RNA is a type of nucleic acid that is made up of a long strand of nucleotides. It is similar to DNA but differs in its structural makeup. DNA is formed on a double-helix while RNA is formed on a single strand. RNA carries information from DNA to ribosomes. These ribosomes create protein synthesis. So, in effect, RNA is imperative to the creation of proteins. In addition, certain RNAs participate in other functions. These include deciding which gene will dominate in the creation of any living thing.
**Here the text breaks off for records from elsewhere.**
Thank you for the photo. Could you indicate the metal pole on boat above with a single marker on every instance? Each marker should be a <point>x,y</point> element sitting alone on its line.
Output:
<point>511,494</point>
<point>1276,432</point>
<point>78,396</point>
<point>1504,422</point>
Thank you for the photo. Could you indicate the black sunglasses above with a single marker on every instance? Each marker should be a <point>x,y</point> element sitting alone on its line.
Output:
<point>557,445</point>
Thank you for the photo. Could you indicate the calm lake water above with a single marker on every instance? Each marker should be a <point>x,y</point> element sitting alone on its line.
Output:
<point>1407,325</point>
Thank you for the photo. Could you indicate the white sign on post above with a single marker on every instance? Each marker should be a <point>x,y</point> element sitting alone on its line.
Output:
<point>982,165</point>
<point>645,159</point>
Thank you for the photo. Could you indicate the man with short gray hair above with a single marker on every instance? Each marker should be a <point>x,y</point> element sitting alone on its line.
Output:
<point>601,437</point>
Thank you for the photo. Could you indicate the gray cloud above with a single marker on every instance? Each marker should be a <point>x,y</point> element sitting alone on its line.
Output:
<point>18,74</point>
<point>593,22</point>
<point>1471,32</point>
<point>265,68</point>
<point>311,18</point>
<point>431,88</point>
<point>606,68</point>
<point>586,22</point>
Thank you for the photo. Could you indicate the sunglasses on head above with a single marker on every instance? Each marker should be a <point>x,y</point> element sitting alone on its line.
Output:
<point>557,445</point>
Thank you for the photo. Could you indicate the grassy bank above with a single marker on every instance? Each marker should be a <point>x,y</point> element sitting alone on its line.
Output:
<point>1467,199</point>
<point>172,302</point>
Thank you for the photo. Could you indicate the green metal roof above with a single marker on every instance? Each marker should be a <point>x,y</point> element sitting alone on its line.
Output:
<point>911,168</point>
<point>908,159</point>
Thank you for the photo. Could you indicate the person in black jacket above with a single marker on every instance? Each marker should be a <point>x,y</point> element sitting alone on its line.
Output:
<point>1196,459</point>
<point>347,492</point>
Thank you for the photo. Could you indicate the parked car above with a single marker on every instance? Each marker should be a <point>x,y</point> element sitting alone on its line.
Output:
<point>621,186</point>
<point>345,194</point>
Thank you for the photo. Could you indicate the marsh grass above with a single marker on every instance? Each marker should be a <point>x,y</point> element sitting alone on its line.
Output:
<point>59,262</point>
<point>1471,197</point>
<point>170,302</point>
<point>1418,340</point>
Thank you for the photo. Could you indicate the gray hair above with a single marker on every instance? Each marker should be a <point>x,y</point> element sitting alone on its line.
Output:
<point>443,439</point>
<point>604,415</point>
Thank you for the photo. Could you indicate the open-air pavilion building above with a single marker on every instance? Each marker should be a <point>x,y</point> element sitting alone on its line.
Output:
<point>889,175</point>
The nucleotides that make up RNA have three components: A sugar with 5 carbons, a Phosphoric Acid, and an organic base. Though all RNAs are the same in structure, they differ in purpose. Messenger RNA is a copy of the genetic material found in DNA. It carries this information to the cytoplasm where it is transferred to the ribosomes responsible for the creation of protein. Transfer RNA is found in short chains of nucleotides. There are twenty different varieties of this type of RNA. Each of these performs a different task by carrying a specific amino acid in specific order. Ribosomal RNA is a part of ribosomes. They are the site of polypeptide creation. Heterogeneous RNAs are found in the nucleus of eukaryotic cells. They later form into messenger RNAs by splitting.
Some RNA is different in that it is made up of two strands rather than one. This type of RNA is called Viral RNA. These are created when one RNA pairs with another one. When these types of RNA enter a cell they can become viruses. Examples include Polio Virus and the Colorado Tick Fever Virus. Both of these viruses are double stranded RNAs. Other types of RNA called retroviruses create immunodeficiencies in humans. This will eventually lead to the formation of viruses such as HIV, which causes AIDS or other viruses that can cause tumors.
The discovery of RNA and its functions is accredited to numerous scientists. Severo Ochoa discovered how RNA synthesizes proteins. For this discovery, he was awarded the Nobel Prize in Medicine in 1959. In 1967, Carl Woese learned that the earliest life forms known to mankind relied on RNA, rather than DNA to carry the genetic material. Finally, in 1976 Walter Fiers and his team found the RNA that carries genomes of viruses. This virus is known as E. coli.